Minutenlang liegt Jonas Vingegaard regungslos auf dem Boden, eine riesige Schürfwunde ziert seinen Rücken, ein Betreuer kniet vor dem zweimaligen Tour-Sieger und leistet Erste Hilfe. Dann wird der dänische Superstar auf einer Trage in einen Krankenwagen gebracht, er trägt eine Halskrause und ein Beatmungsgerät.
Vingegaards heftiger Sturz bei der Baskenland-Rundfahrt hat den Radsport in einen Schockzustand versetzt. Wenige Stunden nach dem Unfall gab sein Team Visma-Lease a bike zumindest leichte Entwarnung: Vingegaard sei "stabil und bei Bewusstsein", im Krankenhaus werde es weitere Untersuchungen geben. Diese ergaben schließlich ein gebrochenes Schlüsselbein sowie mehrere gebrochene Rippen, wie der niederländische Rennstall später am Abend mitteilte.
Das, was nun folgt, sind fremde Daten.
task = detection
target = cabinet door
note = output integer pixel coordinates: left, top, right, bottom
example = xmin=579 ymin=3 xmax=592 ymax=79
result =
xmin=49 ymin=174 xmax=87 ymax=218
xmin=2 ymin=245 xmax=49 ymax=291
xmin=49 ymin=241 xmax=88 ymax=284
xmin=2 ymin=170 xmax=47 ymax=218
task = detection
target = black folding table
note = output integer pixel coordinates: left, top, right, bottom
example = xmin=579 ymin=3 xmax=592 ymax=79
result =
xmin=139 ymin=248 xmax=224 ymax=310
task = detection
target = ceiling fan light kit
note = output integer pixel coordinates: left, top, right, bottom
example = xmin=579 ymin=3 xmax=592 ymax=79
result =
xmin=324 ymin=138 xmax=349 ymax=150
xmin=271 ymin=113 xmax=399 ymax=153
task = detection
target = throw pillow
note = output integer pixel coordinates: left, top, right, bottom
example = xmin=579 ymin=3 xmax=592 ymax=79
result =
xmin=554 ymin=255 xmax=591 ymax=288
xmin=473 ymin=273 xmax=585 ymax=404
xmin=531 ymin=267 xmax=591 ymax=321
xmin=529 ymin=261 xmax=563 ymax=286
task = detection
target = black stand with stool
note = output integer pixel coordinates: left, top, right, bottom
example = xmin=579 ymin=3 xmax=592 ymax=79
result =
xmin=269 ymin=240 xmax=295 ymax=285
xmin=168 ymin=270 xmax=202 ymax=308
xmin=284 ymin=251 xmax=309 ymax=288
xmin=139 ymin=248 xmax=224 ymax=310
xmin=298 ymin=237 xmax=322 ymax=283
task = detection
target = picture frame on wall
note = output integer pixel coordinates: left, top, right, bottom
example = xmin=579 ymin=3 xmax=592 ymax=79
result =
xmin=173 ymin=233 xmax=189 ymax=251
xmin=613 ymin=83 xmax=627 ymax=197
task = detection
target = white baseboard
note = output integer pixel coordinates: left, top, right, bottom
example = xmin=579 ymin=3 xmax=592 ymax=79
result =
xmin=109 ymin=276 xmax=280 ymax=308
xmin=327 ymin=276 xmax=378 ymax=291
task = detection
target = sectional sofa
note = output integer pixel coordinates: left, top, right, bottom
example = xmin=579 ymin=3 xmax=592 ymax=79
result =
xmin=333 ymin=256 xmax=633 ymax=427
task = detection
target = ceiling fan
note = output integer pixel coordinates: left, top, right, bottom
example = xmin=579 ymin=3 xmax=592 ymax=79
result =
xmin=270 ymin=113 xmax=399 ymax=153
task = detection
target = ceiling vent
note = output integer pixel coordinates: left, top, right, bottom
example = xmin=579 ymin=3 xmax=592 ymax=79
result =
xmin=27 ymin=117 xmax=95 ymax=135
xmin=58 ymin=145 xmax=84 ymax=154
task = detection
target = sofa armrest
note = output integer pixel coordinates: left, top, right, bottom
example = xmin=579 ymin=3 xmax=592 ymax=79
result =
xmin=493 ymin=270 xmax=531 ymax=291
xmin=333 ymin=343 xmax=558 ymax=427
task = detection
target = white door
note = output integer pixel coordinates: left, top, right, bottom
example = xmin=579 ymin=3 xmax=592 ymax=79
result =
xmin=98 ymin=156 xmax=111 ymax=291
Vingegaard bleibe "als Vorsichtsmaßnahme im Krankenhaus".
Rund 35 km vor dem Ziel der vierten Etappe waren insgesamt acht Fahrer in einer Rechtskurve von der Fahrbahn abgekommen, Vingegaard rauschte mit hoher Geschwindigkeit in einen Betongraben.
Baskenland-Rundfahrt: Auch Roglic und Evenepoel betroffen
Auch die Top-Stars Primoz Roglic (Bora-hansgrohe) und Remco Evenepoel (Soudal-Quick Step) kamen an derselben Stelle zu Fall. Evenepoel erlitt wie Vingegaard schwere Verletzungen. Sein Team Soudal-Quick Step gab bekannt, dass bei dem Belgier ein Bruch des rechten Schlüsselbeins und des rechten Schulterblatts festgestellt wurde. Der 24-Jährige wird am Freitag in sein Heimatland reisen, wo er sich einer Operation und weiteren Untersuchungen unterziehen wird.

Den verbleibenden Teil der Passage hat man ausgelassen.